Soldiers and Warriors
By Robert Bateman
GAAAA-RYYY OWEN, GARRYOWEN, GARRYOWEN,
IN THE LITTLE BIGHORN VALLEY ALL ALONE,
THERE'LL BE BETTER DAYS TO BE,
FOR THE SEVENTH CAVALRY,
WHEN WE RIDE AGAIN FOR DEAR OLD GARRYOWEN!
~ To the tune of the 7th Cavalry tune "Sergeant Flynn"
I am a Seventh Cavalry officer. I commanded in that most famous of American units, and my regimental affiliation and affections will always be with the men who wear the upturned horseshoe crest of that regiment. As a historian, and as perhaps the de facto regimental historian (since there is no such thing as a de jure position for this function), I am also very well acquainted with our legacy. The Seventh Cavalry was created to man the outposts of the frontiers in the wake of the Civil War, and to fight against the warrior cultures of the Native American tribes as need be. But in doing so they were not then, and are not now, warriors themselves. The men of the 7th Cavalry were and are soldiers. There is a significant difference between the two.

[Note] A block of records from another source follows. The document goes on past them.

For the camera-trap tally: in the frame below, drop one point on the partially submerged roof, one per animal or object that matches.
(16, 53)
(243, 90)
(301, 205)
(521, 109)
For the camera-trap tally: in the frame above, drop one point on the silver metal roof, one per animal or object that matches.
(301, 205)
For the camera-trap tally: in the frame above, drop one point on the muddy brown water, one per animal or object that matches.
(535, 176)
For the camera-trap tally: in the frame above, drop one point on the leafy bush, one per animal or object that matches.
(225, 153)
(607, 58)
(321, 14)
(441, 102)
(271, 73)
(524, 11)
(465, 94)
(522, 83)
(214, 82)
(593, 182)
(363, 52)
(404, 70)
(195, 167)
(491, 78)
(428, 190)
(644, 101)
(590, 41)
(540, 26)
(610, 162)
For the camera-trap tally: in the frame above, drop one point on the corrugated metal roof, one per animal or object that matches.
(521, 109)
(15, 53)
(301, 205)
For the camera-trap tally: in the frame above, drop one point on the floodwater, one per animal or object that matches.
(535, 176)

Unfortunately, and I cannot nail down when this started, a trend started to take hold in the Army and the Marine Corps which blurred that distinction. Sometime in the mid-90s we started to hear senior officers (defined in my head as "Colonels and Up") calling us "warriors."
At first the appellation was rare enough. Now and then you might hear it creep into a speech at a Change of Command ceremony, or perhaps at a Dining In (a formal dinner for the officers of a battalion or brigade). But slowly the term began to come into more common usage, even as it leaked into print in professional journals and in speeches coming from Air Force officers. This is a bad sign, and it does not seems to be stopping. I wish it would, because calling us warriors is not only inaccurate, it displays an ignorance about what a warrior is all about. The bottom line is that a real "warrior" is really just about himself.

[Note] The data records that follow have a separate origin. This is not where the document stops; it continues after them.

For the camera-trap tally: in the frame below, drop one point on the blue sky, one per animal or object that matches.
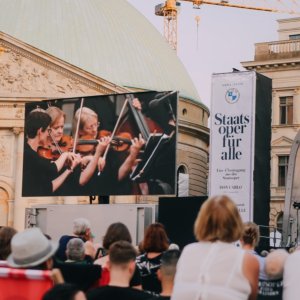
(226, 36)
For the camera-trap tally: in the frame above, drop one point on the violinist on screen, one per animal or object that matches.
(40, 175)
(111, 169)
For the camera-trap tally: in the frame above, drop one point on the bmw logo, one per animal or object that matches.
(232, 95)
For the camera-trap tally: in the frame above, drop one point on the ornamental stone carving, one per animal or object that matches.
(21, 76)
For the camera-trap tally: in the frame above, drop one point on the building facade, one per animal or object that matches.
(49, 61)
(280, 61)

Indeed, the key difference between a Soldier (or a Marine, or an Airman) and a "warrior" is almost that simple. A serviceman does his job as a part of a complex human system, he does so with discipline and selflessness as his hallmarks. Courage also matters, of course, but it is but one of several values that are needed. The serviceman is the product of a Western society which, while it values individualism intrinsically, values subordination in pursuit of a collective objective as well. A warrior, on the other hand, is the product of a culture or subculture which is essentially purely honor-driven. That is not a good thing.
We have not had a real honor culture here in the United States for about 140 years or so. Somewhat ironically one could make a fairly solid historical case for the assertion that the first real commander of the 7th Cavalry, Major General George Armstrong Custer, was one of the last real "warriors" in the United States Army. In many ways this was so because Custer was a bit of a throw-back even in his own day and age. He was sort of a transitional character, one of the last members of an American honor culture that was slowly dying away.
In an honor culture, you see, the behaviors of individuals are driven almost exclusively by the need to gain and then to protect, their personal honor. Honor is seen as not necessarily being the product of living a decent life, as it is here in the West. Instead, in an honor culture honor is seen as a commodity. Honor is an almost material thing which must be accumulated. It can only be won by action. And because it is a commodity, it can also be taken away. In both cases this is an individual's responsibility, he must gather honor as he can, and he must defend both his own honor and the honor of his family.
Thus, in an honor culture if your daughter or your sister have "brought dishonor" to your family, you could see it as a taking away of some of that commodity. In several honor-based cultures it is then up to the males in the family (those charged with defending that family honor) to collect the honor back, quite often by killing those who took the honor away. Similarly, if you are a male in such a society and an individual has done something which seems to slight your honor, you have to try to kill him to defend that honor. This also means that, in a military context, discipline, organization and coordination and cooperation are much less valued than is, say, personal courage shown in the face of danger. (Think of the Native American warrior practice known as "counting coup.") This is because there is no honor to be collected from doing good maintenance or performing well as a team. Only individual feats and acts can bring honor, and those must be witnessed, and this is what motivates the "warrior." That is the difference between "warriors" and "soldiers," and I am damned glad that I am one of the latter. Now if somebody would just tell the generals.
(This essay was prompted by a query from the comments section on an earlier post.)
These opinions are those of the author and do not reflect those of the Department of Defense, the Army, or any element thereof.